The African Varieties of Portuguese: Compiling Comparable Corpora and Analyzing Data-Derived Lexicon
Maria Fernanda Bacelar do Nascimento | José Bettencourt Gonçalves | Luísa Pereira | Antónia Estrela | Afonso Pereira | Rui Santos | Sancho M. Oliveira
Proceedings of the Fifth International Conference on Language Resources and Evaluation (LREC’06)
Linguistic Resources for the Study of the Portuguese African Varieties is an ongoing project that aims at the constitution, treatment, analysis and availability of a corpus of the African varieties of Portuguese, with 3 million words of written and spoken texts, constituted by five comparable subcorpora, corresponding to the varieties of Angola, Cape Verde, Guinea-Bissau, Mozambique and Sao Tome and Principe. This material will allow intra and intercorpora comparative studies, which will make visible variations that result from discursive and pragmatic differences of each corpus and aspects of linguistic unity or diversity that characterise the spoken Portuguese of this referred five African countries. The five corpora are comparable in size (600,000 words each), in chronology (the last 30 years) and in types and genres (24,000 spoken words and c. 580,000 written words, the last belonging to newspapers, literature and varia).

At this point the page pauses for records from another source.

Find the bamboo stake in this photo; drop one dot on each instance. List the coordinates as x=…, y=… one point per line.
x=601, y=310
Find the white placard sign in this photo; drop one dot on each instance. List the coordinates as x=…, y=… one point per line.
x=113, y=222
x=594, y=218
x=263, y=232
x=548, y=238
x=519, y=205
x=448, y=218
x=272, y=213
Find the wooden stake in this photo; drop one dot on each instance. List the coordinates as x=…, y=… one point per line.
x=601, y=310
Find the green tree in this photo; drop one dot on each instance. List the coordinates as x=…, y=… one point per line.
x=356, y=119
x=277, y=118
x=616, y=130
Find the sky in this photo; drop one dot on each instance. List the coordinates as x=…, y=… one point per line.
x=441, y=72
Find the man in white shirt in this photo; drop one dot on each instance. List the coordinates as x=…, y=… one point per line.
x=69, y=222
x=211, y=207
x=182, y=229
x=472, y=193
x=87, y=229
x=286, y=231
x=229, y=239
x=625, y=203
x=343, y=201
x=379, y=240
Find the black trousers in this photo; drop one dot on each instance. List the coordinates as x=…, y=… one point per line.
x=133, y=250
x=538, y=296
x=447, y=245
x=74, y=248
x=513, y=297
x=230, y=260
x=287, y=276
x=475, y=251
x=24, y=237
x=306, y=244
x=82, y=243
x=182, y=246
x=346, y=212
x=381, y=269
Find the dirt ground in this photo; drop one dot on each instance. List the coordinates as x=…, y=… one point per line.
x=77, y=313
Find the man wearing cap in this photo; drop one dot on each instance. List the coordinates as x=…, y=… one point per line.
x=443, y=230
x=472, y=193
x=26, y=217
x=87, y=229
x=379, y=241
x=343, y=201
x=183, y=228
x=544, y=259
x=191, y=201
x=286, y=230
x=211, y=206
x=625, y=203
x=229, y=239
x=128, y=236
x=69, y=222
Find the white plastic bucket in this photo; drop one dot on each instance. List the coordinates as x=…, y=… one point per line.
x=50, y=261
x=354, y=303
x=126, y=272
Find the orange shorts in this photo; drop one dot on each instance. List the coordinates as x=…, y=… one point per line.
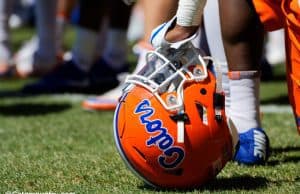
x=276, y=14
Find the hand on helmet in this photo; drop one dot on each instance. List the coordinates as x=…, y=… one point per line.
x=170, y=34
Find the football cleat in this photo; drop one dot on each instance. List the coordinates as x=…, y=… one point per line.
x=170, y=125
x=253, y=147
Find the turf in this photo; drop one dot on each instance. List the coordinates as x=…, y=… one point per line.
x=49, y=144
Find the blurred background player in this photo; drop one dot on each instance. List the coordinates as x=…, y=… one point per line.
x=154, y=13
x=43, y=52
x=89, y=69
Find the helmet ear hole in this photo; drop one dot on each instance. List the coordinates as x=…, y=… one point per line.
x=203, y=91
x=139, y=152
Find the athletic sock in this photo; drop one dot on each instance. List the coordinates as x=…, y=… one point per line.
x=46, y=52
x=244, y=100
x=115, y=52
x=84, y=48
x=5, y=11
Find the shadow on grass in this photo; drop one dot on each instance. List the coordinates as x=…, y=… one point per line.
x=282, y=100
x=275, y=152
x=30, y=109
x=246, y=183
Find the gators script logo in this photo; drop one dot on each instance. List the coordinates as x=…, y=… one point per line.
x=171, y=155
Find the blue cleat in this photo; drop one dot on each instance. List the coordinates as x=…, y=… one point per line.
x=253, y=148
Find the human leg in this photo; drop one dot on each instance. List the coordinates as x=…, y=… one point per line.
x=243, y=42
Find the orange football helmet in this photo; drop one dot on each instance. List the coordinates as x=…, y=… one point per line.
x=170, y=126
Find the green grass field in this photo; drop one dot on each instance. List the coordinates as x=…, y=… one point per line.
x=49, y=144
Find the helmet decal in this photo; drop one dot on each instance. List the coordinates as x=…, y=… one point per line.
x=171, y=155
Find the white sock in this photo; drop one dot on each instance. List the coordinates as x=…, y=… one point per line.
x=46, y=14
x=141, y=49
x=115, y=52
x=244, y=102
x=61, y=24
x=5, y=12
x=84, y=48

The corpus is automatically annotated and after the extraction of alphabetical lists of lexical forms, these data will be automatically lemmatised. Five separated lists of vocabulary for each variety will be established. A tool for word extraction and preferential calculus according to predefined indexes in order to achieve lexicon comparison of the African Portuguese Varieties is being developed. Concordances extraction will be also performed.